Weis Markets stock: Balance sheet trends point to further gains (NYSE:WMK)



Shares of Weis Markets, Inc. (NYSE: WMK) have been on an absolute tear for the past 30 or so months. In fact, as we see in the technical chart below, stocks have remained above their 200-day moving average since that date. significant upward movement at the start of 2020. The question now is whether investors can continue to follow this upward trend.

Although stocks remain well above their 200-day moving average and more than 11% of the float is currently short, that hasn’t stopped stocks from rallying aggressively higher. Suffice it to say that from a technical standpoint initially, Weis Markets shares look more likely to continue rallying than reversing at this point. This is something that value investors have a particularly hard time understanding. Value investors are used to investing against the grain, which usually means that their respective stocks have been beaten hard by the market. However, Weis Markets (despite its relentless rally) is by no means expensive right now. The shares are trading with a sell multiple of 0.49 and a price to cash flow multiple of 10.24. Suffice it to say, if Weis’ operating profit can continue to grow by up to 10% per year based on the multiples mentioned above, then chances are we’re only in the first rounds of this bullish movement.

Technical table WMK

Weis Markets continues to rise (Stockcharts.com)
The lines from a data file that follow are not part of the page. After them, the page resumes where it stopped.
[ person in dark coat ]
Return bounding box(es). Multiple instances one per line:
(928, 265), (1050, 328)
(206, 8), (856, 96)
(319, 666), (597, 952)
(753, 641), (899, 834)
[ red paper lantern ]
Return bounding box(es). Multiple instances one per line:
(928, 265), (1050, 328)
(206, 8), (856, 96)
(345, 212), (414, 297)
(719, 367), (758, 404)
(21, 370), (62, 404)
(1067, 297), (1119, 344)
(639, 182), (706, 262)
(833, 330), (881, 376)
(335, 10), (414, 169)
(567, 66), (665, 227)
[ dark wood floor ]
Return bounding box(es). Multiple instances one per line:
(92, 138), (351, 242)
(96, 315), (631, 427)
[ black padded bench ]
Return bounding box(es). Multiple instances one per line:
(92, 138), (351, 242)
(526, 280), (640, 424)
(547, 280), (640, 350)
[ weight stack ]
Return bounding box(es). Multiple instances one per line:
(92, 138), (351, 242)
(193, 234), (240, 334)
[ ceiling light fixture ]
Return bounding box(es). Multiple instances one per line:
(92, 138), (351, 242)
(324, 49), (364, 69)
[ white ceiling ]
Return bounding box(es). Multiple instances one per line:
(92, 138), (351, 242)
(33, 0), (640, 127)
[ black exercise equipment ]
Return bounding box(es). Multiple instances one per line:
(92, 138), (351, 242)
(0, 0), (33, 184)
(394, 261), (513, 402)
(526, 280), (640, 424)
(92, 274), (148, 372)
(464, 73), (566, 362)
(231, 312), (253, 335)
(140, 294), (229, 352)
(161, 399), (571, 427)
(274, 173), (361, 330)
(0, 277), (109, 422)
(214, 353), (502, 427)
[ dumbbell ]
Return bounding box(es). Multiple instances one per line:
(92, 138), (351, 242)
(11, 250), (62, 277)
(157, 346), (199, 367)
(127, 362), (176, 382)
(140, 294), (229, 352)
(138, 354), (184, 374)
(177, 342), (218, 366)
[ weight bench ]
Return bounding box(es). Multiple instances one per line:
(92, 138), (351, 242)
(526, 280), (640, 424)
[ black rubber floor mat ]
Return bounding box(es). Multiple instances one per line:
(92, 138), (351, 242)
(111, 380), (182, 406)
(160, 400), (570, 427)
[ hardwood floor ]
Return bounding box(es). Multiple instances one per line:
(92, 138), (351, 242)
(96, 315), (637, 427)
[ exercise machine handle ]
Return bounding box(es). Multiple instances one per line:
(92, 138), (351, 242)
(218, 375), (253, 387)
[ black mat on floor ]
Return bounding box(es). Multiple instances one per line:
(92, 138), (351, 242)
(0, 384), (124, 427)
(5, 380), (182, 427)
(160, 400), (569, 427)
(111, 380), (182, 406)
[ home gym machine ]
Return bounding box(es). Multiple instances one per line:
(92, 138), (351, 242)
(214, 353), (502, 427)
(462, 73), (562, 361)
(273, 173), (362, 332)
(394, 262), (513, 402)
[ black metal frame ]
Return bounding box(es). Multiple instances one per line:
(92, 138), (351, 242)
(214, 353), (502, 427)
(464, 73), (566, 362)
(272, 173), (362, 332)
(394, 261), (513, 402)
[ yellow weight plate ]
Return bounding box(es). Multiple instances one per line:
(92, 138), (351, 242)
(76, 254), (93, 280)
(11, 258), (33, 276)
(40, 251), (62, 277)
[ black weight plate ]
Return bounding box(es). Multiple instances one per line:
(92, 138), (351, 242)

While many investors focus on profitability metrics and their growth when stocks are in bullish mode, it can be difficult to decipher forecast growth rates solely from this practice. What we like to watch is how Weis Markets’ financial situation has changed during this latest rally, as balance sheet trends can give us some insight into the sustainability of this rally. We will go through a period of the previous nine quarters that corresponds to the significant rise in shares of Weis Markets in recent times.

Cash and investments ST

In most cases, the more liquidity Weis Markets has available, the better, as this liquidity can be used for investment and shareholder reward purposes. Weis Markets reported just over $300 million in cash and short-term investments at the end of its fiscal second quarter. This is an increase of approximately $80 million from the corresponding figure at the end of the first quarter ($220 million) in 2020. All things being equal, a 36% growth rate of cash and ST investments is a solid performer over the past nine quarters given quarterly results. sales increased by approximately 15% during this period. Shares of Weis Markets now trade at just over 7 times its cash position.

Current ratio

Often a business may decide to sacrifice short-term cash to increase returns and, more importantly, to service customers. A high current ratio is a type of insurance in the event that for some reason operations should stop and cash is needed quickly. At the end of the second quarter of this year, the current ratio of Weis stood at 2.07, which means that it has climbed about 21% over the past nine quarters. Even if we remove the retailer’s inventory, the quick liquid ratio currently stands at 1.18 compared to 0.99 for the same measure at the end of the first quarter of 2020. Result; Weis Markets liquidity continues to improve.

Net tangible fixed assets

The lion’s share of Weis’ non-current assets and the retailer’s largest asset item, in general, are its stores or properties, plant and equipment. At the end of the second quarter, this item was $1.15 billion, only $57 million or 5% higher than the corresponding figure at the end of the first quarter of fiscal 2020. suffice to say that sales and earnings growth easily beat 5% in the past 9 quarters, this means Weis Markets assets have reported more revenue in the past nine quarters. This is exactly the trend we want to see because based on current trends, more assets should automatically lead to faster earnings, all things being equal.

return on assets

We see the ramifications of what is discussed above in Weis’ asset profitability metric. This key metric lets us know how much profit is generated from every dollar of available assets. If we just take Weis’ second quarter numbers ($36.3 million in net income on $1.926 billion in assets) and average them over four quarters, we get an adjusted ROA of 7.54%. Doing the same for the first quarter of fiscal 2020 ($26.7 million in net income on assets of $1.716 billion), we obtain an adjusted ROA 9 quarters ago of 6.22%. Another encouraging trend.

Return on equity

Return on Equity or ROE is another solid profitability metric to use in Weis Markets, as the company has no debt and runs a stable number of shares. These two variables (debt and number of shares outstanding) can provide misleading trends in a company’s return on equity profile due to changes in equity. Again, all I’m looking for here is Weis earnings outperformance over the past nine quarters versus company equity and that’s what we’re seeing once again. While shareholders’ equity increased by approximately $186 million or 17.3% to $1.263 billion at the end of the second quarter of this year, net profit increased by $9.6 million or nearly 36% over the past nine quarters. Return on equity over the past four quarters for the record nearly reached 10%.


Weis Markets’ balance sheet trends definitely match the current behavior of the stock’s technical values. Earnings growth outpaces both the growth of the company’s assets and equity, cash is growing, and so is liquidity in general. Also, equity or book value continues to grow. We see the year-to-date highs recorded earlier this year being easily knocked out in this current rally. We look forward to continued coverage.